Mädchen im Rapid-Dress: Kick-off mit Verspätung

Mädchen im Rapid-Dress: Kick-off mit Verspätung
124 Jahre nach seiner Gründung stellt der SK Rapid seine ersten Mädchenteams zusammen. Der KURIER war beim Startschuss dabei.

„Habt ihr Bock auf Fußball“, fragt Steffen Hofmann, der mit Trainerteam und einer Gruppe von Mädchen auf dem Kunstrasenplatz vor dem Allianz Stadion steht.
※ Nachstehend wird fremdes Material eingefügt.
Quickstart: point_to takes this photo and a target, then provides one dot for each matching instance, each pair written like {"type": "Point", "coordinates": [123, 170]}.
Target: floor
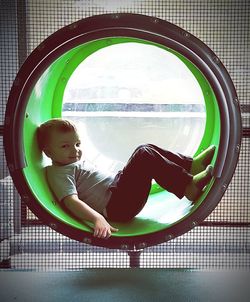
{"type": "Point", "coordinates": [125, 285]}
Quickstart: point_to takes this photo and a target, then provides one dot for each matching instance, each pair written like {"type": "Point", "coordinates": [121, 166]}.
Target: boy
{"type": "Point", "coordinates": [94, 196]}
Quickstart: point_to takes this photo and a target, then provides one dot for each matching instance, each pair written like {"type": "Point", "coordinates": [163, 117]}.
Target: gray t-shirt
{"type": "Point", "coordinates": [81, 178]}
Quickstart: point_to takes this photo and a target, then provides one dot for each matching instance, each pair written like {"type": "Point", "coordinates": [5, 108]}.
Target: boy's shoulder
{"type": "Point", "coordinates": [79, 165]}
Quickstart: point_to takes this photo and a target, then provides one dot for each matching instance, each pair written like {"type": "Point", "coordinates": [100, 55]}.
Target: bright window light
{"type": "Point", "coordinates": [131, 93]}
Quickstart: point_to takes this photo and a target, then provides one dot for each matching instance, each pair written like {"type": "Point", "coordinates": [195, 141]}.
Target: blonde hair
{"type": "Point", "coordinates": [58, 124]}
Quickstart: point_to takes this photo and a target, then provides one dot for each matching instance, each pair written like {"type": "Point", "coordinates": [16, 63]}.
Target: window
{"type": "Point", "coordinates": [132, 93]}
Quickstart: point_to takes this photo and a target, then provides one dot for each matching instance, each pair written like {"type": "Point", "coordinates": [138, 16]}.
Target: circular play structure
{"type": "Point", "coordinates": [37, 95]}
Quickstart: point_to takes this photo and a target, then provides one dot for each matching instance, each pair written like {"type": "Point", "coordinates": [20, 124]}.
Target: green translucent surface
{"type": "Point", "coordinates": [45, 102]}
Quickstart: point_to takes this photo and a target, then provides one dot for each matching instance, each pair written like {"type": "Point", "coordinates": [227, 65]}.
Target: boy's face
{"type": "Point", "coordinates": [64, 147]}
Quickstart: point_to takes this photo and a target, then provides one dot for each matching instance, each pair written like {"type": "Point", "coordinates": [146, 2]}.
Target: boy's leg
{"type": "Point", "coordinates": [133, 183]}
{"type": "Point", "coordinates": [177, 158]}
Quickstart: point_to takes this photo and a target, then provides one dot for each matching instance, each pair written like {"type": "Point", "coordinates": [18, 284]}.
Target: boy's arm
{"type": "Point", "coordinates": [102, 229]}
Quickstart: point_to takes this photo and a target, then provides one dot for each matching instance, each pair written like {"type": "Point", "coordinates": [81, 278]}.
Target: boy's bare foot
{"type": "Point", "coordinates": [203, 159]}
{"type": "Point", "coordinates": [194, 188]}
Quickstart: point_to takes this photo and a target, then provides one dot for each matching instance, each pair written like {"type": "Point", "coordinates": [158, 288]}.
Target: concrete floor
{"type": "Point", "coordinates": [125, 285]}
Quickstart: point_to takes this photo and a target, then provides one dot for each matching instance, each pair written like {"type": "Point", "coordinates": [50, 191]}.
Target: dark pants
{"type": "Point", "coordinates": [131, 186]}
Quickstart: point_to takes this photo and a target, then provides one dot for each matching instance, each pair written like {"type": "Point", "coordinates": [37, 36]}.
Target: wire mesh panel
{"type": "Point", "coordinates": [222, 241]}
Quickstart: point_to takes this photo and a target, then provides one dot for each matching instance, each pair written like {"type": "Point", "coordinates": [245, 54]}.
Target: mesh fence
{"type": "Point", "coordinates": [224, 27]}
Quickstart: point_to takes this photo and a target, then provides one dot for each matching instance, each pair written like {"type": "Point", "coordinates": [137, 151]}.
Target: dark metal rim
{"type": "Point", "coordinates": [155, 30]}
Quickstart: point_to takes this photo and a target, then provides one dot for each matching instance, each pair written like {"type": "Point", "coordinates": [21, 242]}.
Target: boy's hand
{"type": "Point", "coordinates": [102, 229]}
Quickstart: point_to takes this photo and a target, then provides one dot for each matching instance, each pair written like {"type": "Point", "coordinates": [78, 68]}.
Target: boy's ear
{"type": "Point", "coordinates": [46, 150]}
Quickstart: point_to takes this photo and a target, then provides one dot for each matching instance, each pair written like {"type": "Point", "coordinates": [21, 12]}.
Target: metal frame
{"type": "Point", "coordinates": [151, 29]}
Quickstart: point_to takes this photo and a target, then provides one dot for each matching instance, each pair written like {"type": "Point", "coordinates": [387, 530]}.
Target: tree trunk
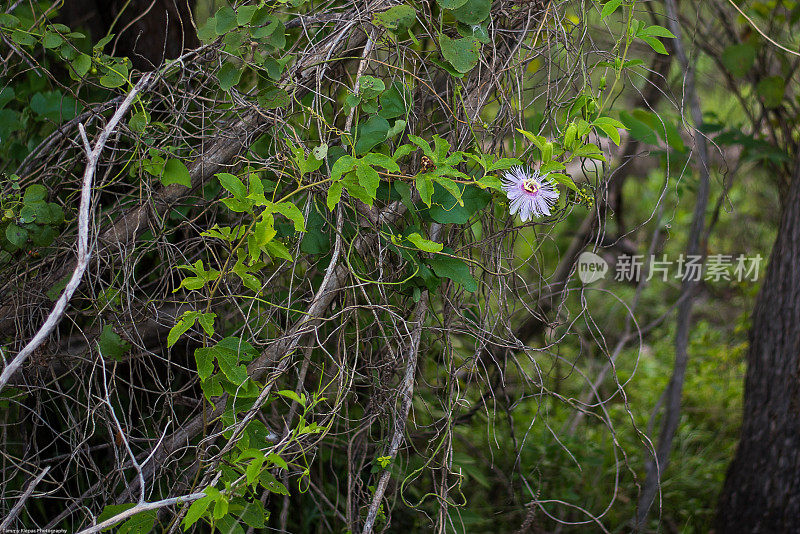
{"type": "Point", "coordinates": [762, 488]}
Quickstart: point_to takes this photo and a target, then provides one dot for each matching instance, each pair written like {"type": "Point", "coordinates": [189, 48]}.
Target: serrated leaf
{"type": "Point", "coordinates": [657, 31]}
{"type": "Point", "coordinates": [451, 4]}
{"type": "Point", "coordinates": [463, 54]}
{"type": "Point", "coordinates": [141, 523]}
{"type": "Point", "coordinates": [334, 195]}
{"type": "Point", "coordinates": [233, 184]}
{"type": "Point", "coordinates": [196, 511]}
{"type": "Point", "coordinates": [425, 188]}
{"type": "Point", "coordinates": [655, 44]}
{"type": "Point", "coordinates": [16, 235]}
{"type": "Point", "coordinates": [229, 75]}
{"type": "Point", "coordinates": [609, 8]}
{"type": "Point", "coordinates": [185, 323]}
{"type": "Point", "coordinates": [293, 213]}
{"type": "Point", "coordinates": [82, 64]}
{"type": "Point", "coordinates": [204, 358]}
{"type": "Point", "coordinates": [396, 18]}
{"type": "Point", "coordinates": [254, 515]}
{"type": "Point", "coordinates": [369, 179]}
{"type": "Point", "coordinates": [111, 345]}
{"type": "Point", "coordinates": [229, 365]}
{"type": "Point", "coordinates": [371, 133]}
{"type": "Point", "coordinates": [473, 12]}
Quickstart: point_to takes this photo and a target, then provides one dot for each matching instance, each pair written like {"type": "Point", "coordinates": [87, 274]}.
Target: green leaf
{"type": "Point", "coordinates": [269, 481]}
{"type": "Point", "coordinates": [382, 160]}
{"type": "Point", "coordinates": [111, 345]}
{"type": "Point", "coordinates": [228, 525]}
{"type": "Point", "coordinates": [609, 8]}
{"type": "Point", "coordinates": [245, 14]}
{"type": "Point", "coordinates": [305, 163]}
{"type": "Point", "coordinates": [396, 18]}
{"type": "Point", "coordinates": [34, 193]}
{"type": "Point", "coordinates": [590, 151]}
{"type": "Point", "coordinates": [771, 89]}
{"type": "Point", "coordinates": [369, 179]}
{"type": "Point", "coordinates": [254, 515]}
{"type": "Point", "coordinates": [463, 54]}
{"type": "Point", "coordinates": [454, 269]}
{"type": "Point", "coordinates": [610, 127]}
{"type": "Point", "coordinates": [229, 75]}
{"type": "Point", "coordinates": [273, 98]}
{"type": "Point", "coordinates": [657, 31]}
{"type": "Point", "coordinates": [229, 365]}
{"type": "Point", "coordinates": [23, 38]}
{"type": "Point", "coordinates": [196, 511]}
{"type": "Point", "coordinates": [233, 184]}
{"type": "Point", "coordinates": [473, 12]}
{"type": "Point", "coordinates": [293, 213]}
{"type": "Point", "coordinates": [51, 40]}
{"type": "Point", "coordinates": [115, 76]}
{"type": "Point", "coordinates": [82, 64]}
{"type": "Point", "coordinates": [395, 101]}
{"type": "Point", "coordinates": [423, 144]}
{"type": "Point", "coordinates": [225, 20]}
{"type": "Point", "coordinates": [186, 321]}
{"type": "Point", "coordinates": [141, 523]}
{"type": "Point", "coordinates": [655, 44]}
{"type": "Point", "coordinates": [371, 133]}
{"type": "Point", "coordinates": [16, 236]}
{"type": "Point", "coordinates": [54, 106]}
{"type": "Point", "coordinates": [739, 59]}
{"type": "Point", "coordinates": [139, 121]}
{"type": "Point", "coordinates": [424, 187]}
{"type": "Point", "coordinates": [208, 31]}
{"type": "Point", "coordinates": [204, 357]}
{"type": "Point", "coordinates": [175, 172]}
{"type": "Point", "coordinates": [426, 245]}
{"type": "Point", "coordinates": [370, 87]}
{"type": "Point", "coordinates": [451, 4]}
{"type": "Point", "coordinates": [639, 130]}
{"type": "Point", "coordinates": [334, 195]}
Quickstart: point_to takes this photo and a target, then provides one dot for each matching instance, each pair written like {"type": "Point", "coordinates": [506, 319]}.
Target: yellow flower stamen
{"type": "Point", "coordinates": [531, 186]}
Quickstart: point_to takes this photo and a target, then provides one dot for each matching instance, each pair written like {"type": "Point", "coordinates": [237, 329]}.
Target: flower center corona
{"type": "Point", "coordinates": [530, 186]}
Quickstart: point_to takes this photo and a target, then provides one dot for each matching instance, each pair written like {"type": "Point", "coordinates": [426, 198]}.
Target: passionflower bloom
{"type": "Point", "coordinates": [529, 194]}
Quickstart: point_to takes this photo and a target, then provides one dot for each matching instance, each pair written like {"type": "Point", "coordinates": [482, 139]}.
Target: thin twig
{"type": "Point", "coordinates": [17, 507]}
{"type": "Point", "coordinates": [84, 250]}
{"type": "Point", "coordinates": [142, 507]}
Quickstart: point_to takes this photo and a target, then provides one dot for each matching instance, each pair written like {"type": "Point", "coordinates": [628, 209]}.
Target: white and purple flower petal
{"type": "Point", "coordinates": [529, 194]}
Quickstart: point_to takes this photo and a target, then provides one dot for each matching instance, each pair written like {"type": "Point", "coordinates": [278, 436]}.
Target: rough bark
{"type": "Point", "coordinates": [762, 488]}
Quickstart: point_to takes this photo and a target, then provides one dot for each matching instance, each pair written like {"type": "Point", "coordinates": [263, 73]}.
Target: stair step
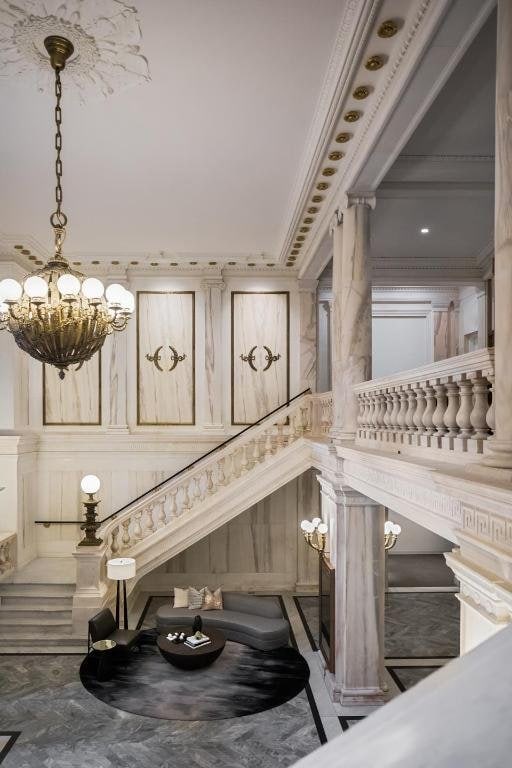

Die Kinder zwischen 8 und 12 Jahren, die gekommen sind, um den Rapid-Trainerinnen, dem Geschäftsführer, dem Nachwuchsleiter und der Vizepräsidentin ihr Können zu präsentieren, schreien lauthals „jaaaaaaaaaaaaa“.

Der KURIER war bei einem der drei Sichtungstrainings für Mädchen in Hütteldorf mit dabei und hat nachgefragt, wie zufrieden die Verantwortlichen mit deren Können sind und wie die Pläne im Bereich Mädchenfußball im Vergleich zu den Bubenteams aussehen.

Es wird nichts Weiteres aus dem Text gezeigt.